Bill would appear always wearing a pork pie hat, always well dressed in a casual way. He had a soft voice, workman like hands with solid blunt fingers (as I well remember, from having one of them down my throat to make me up-chuck some of the excess liquor I’d consumed at the Artists’ Ball so I’d be sober enough to drive home.) He was great encourager of young talent, Brett Whiteley, Peter Harrigan and me. He even set up a travelling scholarship which I was told later he meant for me but I was in the Army in Japan and madly in love with an American girl and didn’t enter. Peter Harrigan did and deservedly won a year in London.
I think he was so in love with drawing and painting and just creating with his hands that when he saw talent in others he couldn’t help but foster and encourage. I remember him showing me a short flight of concrete steps at Northwood. He was so proud of having made them that signed them Wep.

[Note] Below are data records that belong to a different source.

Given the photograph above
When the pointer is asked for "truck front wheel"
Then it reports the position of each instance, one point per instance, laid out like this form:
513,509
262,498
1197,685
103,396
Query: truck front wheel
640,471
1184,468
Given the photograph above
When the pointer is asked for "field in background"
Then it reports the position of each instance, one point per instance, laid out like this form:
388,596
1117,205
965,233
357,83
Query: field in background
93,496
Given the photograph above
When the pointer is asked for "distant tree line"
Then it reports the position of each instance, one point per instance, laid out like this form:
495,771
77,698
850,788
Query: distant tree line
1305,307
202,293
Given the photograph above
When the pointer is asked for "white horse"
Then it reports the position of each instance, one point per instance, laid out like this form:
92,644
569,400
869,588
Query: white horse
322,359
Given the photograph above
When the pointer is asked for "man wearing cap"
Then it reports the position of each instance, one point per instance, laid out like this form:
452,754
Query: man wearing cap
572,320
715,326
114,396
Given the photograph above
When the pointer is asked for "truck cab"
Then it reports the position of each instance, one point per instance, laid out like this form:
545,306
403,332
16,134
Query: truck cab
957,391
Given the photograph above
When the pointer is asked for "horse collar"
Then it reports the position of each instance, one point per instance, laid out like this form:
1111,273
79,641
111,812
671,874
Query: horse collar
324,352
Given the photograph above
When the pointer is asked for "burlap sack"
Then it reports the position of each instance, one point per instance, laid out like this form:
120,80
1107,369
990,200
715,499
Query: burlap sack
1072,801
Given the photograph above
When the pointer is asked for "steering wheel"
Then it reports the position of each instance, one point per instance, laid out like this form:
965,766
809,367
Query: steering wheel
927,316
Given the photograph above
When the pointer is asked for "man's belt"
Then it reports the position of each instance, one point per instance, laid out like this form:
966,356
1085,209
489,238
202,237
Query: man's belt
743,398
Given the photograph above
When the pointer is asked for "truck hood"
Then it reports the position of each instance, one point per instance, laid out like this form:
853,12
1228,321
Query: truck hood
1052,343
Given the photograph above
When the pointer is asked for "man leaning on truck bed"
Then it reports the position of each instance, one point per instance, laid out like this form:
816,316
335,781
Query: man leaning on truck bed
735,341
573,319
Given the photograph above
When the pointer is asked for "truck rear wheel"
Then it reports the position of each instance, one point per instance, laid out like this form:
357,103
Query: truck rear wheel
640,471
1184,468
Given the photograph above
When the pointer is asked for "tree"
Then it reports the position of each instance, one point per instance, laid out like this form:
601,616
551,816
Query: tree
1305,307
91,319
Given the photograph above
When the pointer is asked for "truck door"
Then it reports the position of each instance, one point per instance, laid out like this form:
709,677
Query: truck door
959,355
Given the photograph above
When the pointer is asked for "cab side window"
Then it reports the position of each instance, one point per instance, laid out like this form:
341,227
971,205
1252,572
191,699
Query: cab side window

His friends Geoff Turton, George Finey, Bill Mahony and others told me stories about him shocking a posh dinner party with an oyster stuck in his nostril waggling about. About him taking Lennie Lower away to the Snowy Mountains with instructions not to give Lower any more money than two shillings (20c). Lower went to Cooma with his two shillings and came back rotten drunk with seven and sixpence change. He’d gone into Cooma, told everyone who he was and that he was there with Wep so no-one would let him pay for a drink and actually pressed money on him thus defeating the other instruction ‘sober him up and keep him sober’.
I saw a lot of your father when he was cartooning for the Sunday Tele as I was rostered on on Saturdays. We used to drink in the Windsor hotel in Castlereagh St. He had his paper on the bar marking stories that might give him an idea for a cartoon. We’d go back to the canteen for a cold pork sandwich and he’d buy a bottle of dry sherry to share with the women in the Social dept. next door to our rooms.
Ure Smith the publisher got me to design the cover for ‘They’re A Weird Mob’ which I did but came down with Appendicitis. Ure Smith asked Bill to illustrate it which was a bit much as he was trying to break away from illustration for serious portraiture and in fact had won his first Archibald. I think it was when he and your Mother were either courting or had just married. I know he visited me in hospital to tell me he would do it. I only mention it because when the book launch was held, the author John O’Grady, a vile man at best, made his speech he hoped ‘You all made enough out of my talents to buy a new suit of clothes.’ This was greeted by us all in stunned silence until someone announced that Bill had won his second Archibald. O’Grady was lost in the cheers that went up. O’Grady was very put out.